BDP siyasi parti değildir!
BDP’nin yalnızca adı siyasi partidir. BDP, gerçekte Kandil ile İmralı arasındaki irtibatı sağlayan sivil/yasal kılıflı bürodur. Görevi Güneydoğu’daki halkı PKK’lılaştırmaktır. Bu yüzden sürekli olarak bölgedeki halkın ‘PKK’nın rehinesi’ konumundan çıkarılması gerektiğini yazıp duruyoruz. Durum o kadar açıktır ki BDP milletvekilleri “Başbakan Van’a gelmesin”, “Bu valinin güvenliğini sağlayamayız” türünden tehdit edici konuşmalar yapabiliyorlar.
Önce Baydemir vakası
Bu arada İmralı ile Devlet yetkililerinin görüştüğüne yönelik haberler basına düştü. Bizzat Başbakan Erdoğan, “hükümet olarak biz görüşmüyoruz” ama “devlet yetkilileri görüşür, görüşüyor” anlamına gelen açıklamalar yaptı. Terörist başı ile müzakere, diyalog, pazarlık ve protokol yapılıyor söylemleri resmi ağızlardan duyulmaya başlayınca Diyarbakır Belediye Başkanı Baydemir durumdan vazife çıkararak konuştu. Şöyle dedi: “Silahlı mücadele miadını doldurdu”. İşte ne olduysa bu sözlerden sonra oldu.
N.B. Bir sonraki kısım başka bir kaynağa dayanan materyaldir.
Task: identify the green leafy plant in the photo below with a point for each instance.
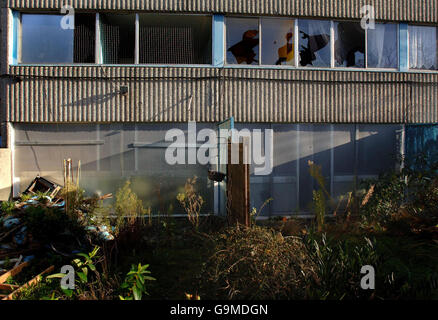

Öcalan, İmralı’dan Baydemir’e “zırtapoz”, “adamın ağzını yırtarlar” türünden tehditler savurdu. Ardından da “ya öz eleştiri ya istifa” seçeneği sundu. Daha sonra yine İmralı’dan “Demokratik özerklik” konusunda çalışması ve üstüne lazım olmayan işlere karışmaması gerektiği bildirildi. Sonrasında da Diyarbakır belediyesine “eş Belediye Başkanlığı” adlı garip bir uygulama getirildi. Devlete karşı şahin kesilen Baydemir, İmralı karşısında sessizliğe büründü. Baydemir, bugünlerde “ağzı var dili yok” masumiyeti içinde bulunuyor.
Bu defa Orhan Miroğlu!
Medyanın “akil adam”, “Kürt aydını” olarak pazarladığı Taraf Gazetesi yazarı Orhan Miroğlu, “silahlı mücadeleye karşı düşünceleri” olduğunu, Kürt sorununun tarihi bir dönemeçten geçtiği bir dönemde PKK’nın kendisinden başkasının tartışmalara katılmasını istemediğini söyledi. Bunun üzerine PKK’ya bağlı HPG’nin İnternet sitesinde “Miroğlu da mortoğlu olur bu toprakların tarihinde” sözleriyle tehdit edildi.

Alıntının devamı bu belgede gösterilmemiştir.